現在、フリーダムは岩佐さんお一人でやられているが、後継者については。

「自分がフリーダムをやるにあたって何が大事だったかというと、『借金があるというプレッシャーを背負いながら毎日を過ごすこと』だったんです。そのプレッシャーと闘うことは、自分の成長にとって一番大きなものでした。夢ですら通帳や試算表を見る、その状態で居続けることが最大の修行です。だからもし後継者が入ってくるとしても、フリーダムで働いてちゃだめだと思うんです。矛盾してるんですが、フリーダムの後継者になって真似をしようとすればするほど、自己資金でやらならくちゃいけない。かといって、もし今フリーダムを買収しようとしたら3億円くらい必要になる。それはまともな23歳が買うには現実的じゃない。私目線から見て、およそ誰にもどうにも売れない。だからどうすればいいかわかりません。というより、おそらく私一代で終わりです」

ならば、岩佐さんがフリーダムで成し遂げてきた方法論をパッケージとして後世に残すことは?今まで業界にそういう情報はほとんどなかった。
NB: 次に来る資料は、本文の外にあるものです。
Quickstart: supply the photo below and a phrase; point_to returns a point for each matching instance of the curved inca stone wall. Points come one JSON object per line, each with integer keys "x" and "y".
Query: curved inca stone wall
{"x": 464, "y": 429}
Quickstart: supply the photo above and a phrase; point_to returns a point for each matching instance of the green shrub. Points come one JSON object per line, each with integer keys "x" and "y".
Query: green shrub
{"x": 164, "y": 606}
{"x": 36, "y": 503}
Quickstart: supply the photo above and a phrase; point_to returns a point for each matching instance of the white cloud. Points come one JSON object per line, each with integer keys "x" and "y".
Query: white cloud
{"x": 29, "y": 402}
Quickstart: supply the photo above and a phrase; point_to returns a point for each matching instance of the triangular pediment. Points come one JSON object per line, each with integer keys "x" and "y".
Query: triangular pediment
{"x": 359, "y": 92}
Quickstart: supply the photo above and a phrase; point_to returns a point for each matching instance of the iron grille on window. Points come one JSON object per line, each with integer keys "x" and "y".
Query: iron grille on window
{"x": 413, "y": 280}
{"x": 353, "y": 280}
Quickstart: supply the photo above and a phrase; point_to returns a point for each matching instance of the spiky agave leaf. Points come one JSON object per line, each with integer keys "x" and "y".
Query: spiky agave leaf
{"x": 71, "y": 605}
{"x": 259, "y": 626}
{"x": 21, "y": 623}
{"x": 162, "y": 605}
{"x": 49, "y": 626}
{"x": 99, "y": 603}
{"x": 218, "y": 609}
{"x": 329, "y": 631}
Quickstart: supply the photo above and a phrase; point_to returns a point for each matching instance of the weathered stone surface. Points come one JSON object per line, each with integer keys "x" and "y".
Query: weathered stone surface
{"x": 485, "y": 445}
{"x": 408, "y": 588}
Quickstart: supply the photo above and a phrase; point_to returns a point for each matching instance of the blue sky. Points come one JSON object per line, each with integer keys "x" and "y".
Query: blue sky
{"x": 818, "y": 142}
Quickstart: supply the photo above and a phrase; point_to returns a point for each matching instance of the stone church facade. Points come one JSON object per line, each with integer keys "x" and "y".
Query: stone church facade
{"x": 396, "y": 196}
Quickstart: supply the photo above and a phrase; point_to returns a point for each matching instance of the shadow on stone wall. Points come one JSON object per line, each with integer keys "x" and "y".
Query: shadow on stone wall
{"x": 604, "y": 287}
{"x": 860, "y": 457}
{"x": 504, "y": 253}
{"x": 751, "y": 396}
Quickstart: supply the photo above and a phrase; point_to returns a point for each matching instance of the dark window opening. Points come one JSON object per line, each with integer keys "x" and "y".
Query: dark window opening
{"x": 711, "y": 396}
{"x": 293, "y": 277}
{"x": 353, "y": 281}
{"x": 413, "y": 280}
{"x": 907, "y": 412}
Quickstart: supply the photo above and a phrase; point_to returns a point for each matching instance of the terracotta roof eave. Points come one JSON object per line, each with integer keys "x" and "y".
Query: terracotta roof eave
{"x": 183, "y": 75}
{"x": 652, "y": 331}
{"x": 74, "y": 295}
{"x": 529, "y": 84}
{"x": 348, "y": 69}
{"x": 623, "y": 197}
「はい。本かなにかの形にして残すことは考えてます。もともとフリーダムのブログは文字が多く写真が少ないでしょう?新製品の入荷案内や商品の宣伝記事やセール案内などはほぼ書かないようにしてきた。その代わり、選手目線、店長目線、社長目線の3等分で記事を書いてきた。だから実はブログをすこし修正するだけでひとつの本になるようなイメージで書いてるんです。どうすれば自転車屋を興し、維持し、経済的に成功できるのか、そのメソッドを作ること。お金持ちの道楽しかない業界ではなく、若い人がチャレンジしたいと思ったときに成功できるマニュアルを確立し、伝えること。だからフリーダムそのものが残らなくてもいいんです。フリーダムの精神を受け継いだショップができてくれればそれでいい。それは、自分の店舗で一人二人の後継者を育てるよりも、スケールの大きなことになるでしょう」

「私の目的がいまだに政治家になることであれば、いつまでフリーダムを続けるかはわかりません。ですからそのマニュアルは、私が自転車界に残す最後の恩返しだと思います」

インタビューの最後、「この記事は、一般ユーザーというよりも、同業者に向けて書いてほしいです」と仰った。業界の端くれにいるものとして耳の痛いこと満載の内容になったが、1時間ほど岩佐さんと顔を突き合わせて感じたことは、彼は決して「他人を攻撃して貶めて自らを相対的に高める」というタイプではなく(そういう人、嫌になるほどたくさんいますよね)、自らの知識と情熱を役立てて業界をよくしたいと本気で思っているということである。歯にもの着せずずばずばと言うタイプだから誤解されることも多いと思うが、最後にそれだけは言っておきたい。

数年後か数十年後に、岩佐チルドレンたちが業界を活性化させ幸せなショップを増やしてくれることを強く期待する。